In 2017, China’s appetite for U.S. lobster helped offset declines in European imports, which fell off in part because of a trade deal between Canada and European Union countries that put the Maine lobster at a tariff differential with Canadian lobster.

The growth of the Chinese market has supported the creation of thousands of new industry jobs in Maine, Tselikis said. She estimates the industry employs a total of 14,000 people in Maine, in direct fishing jobs as well as support and distribution roles.

The industry, which averages $500 million a year in direct boat sales and another $1 billion from the larger supply chain, has spent hundreds of thousands of dollars developing the Asia market, especially China, to offset tariff disadvantages suffered in other markets, Tselikis said.

“(We) are beginning to run out of options as to where we may market and promote our products around the world,” Tselikis said in May 11 testimony. “We cannot suffer a blow to the Chinese lobster market, too.”

Other U.S. seafood exporters agreed, saying fishermen from Russia, Canada, Iceland, Thailand, Norway, Vietnam and Chile, among others, are just waiting to “elbow out” American competitors from the Chinese market if seafood tariffs are levied.

“Market access, particularly in a country like China, takes years to secure,” Chad See of Freezer Longline, which represents hook-and-line fishing vessels that fish in federal waters near Alaska, wrote in his testimony. “Once it is lost, it takes many more years to get back, meaning that trade actions today will have long-lasting effects on the U.S. seafood industry.”

Tselikis and other Maine exporters who gathered Friday in Rockport for a panel discussion about trade with Asia as part of the Maine International Trade Center’s International Trade Day, say they are hopeful that U.S.-China trade talks will resolve some of the tensions.

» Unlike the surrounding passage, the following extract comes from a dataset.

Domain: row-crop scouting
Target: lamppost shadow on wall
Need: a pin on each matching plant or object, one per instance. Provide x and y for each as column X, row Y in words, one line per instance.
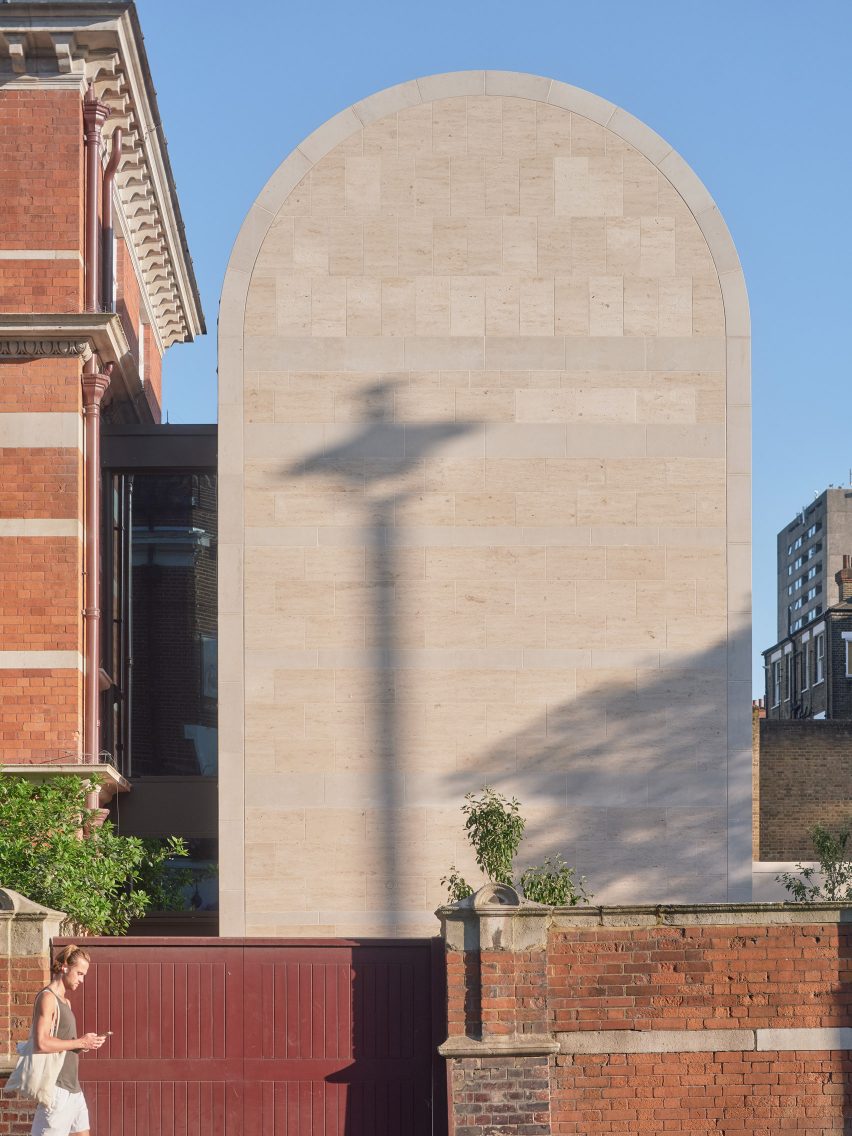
column 384, row 458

Already, the trade war seems to be evolving into something more akin to negotiations, they say.

Treasury Secretary Steven Mnuchin said Sunday that the Trump administration is putting its trade war with China “on hold” after two days of talks in Washington that produced agreement on increased Chinese purchases of American products and measures to make it easier for U.S. companies to operate in China, The Washington Post reported.

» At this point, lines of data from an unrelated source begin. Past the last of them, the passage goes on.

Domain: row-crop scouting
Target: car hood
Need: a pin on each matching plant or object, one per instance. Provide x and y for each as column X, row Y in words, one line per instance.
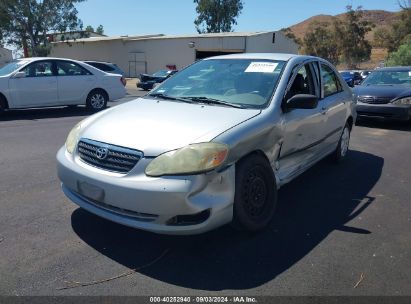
column 382, row 91
column 347, row 77
column 157, row 126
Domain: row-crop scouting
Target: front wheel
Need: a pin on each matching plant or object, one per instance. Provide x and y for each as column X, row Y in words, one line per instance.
column 255, row 194
column 97, row 100
column 342, row 149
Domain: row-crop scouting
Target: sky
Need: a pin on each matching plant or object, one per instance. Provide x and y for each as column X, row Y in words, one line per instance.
column 173, row 17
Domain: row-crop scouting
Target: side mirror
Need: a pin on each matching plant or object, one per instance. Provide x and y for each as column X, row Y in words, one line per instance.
column 20, row 75
column 302, row 101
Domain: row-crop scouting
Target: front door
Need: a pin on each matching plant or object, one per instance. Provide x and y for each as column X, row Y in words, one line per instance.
column 304, row 128
column 38, row 88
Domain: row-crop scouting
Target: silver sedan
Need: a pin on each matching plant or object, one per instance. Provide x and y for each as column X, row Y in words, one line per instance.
column 209, row 146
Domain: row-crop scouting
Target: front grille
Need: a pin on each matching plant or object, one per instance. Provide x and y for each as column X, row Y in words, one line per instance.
column 374, row 100
column 108, row 157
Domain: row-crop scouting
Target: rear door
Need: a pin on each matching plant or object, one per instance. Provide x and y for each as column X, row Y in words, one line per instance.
column 334, row 105
column 304, row 128
column 38, row 88
column 73, row 82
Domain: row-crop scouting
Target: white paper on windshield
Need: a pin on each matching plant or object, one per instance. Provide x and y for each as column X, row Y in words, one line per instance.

Adam Kennedy, who has more than doubled Portland-based Kepware Technologies’ international sales during his six years there, said he is watching the news carefully, but echoed the comments of MITC’s Wade Merritt when he said that he’s more watchful than worried.

Brian McNamara, the president of Southworth International Group of Falmouth, a manufacturer of industrial ergonomic handling equipment, said he feels like proposed steel tariffs have put a bull’s-eye on his company, driving prices abroad and at home up 25 to 50 percent.

It’s so bad that he may have to buy steel from Sweden, where Southworth has a subsidiary.

But the panelists agreed that if Maine companies have the right product, the capacity for growth, and the persistence, including a willingness to hire translators and invest in building diplomatic and corporate relationships, Asia and even China are still a good market bet.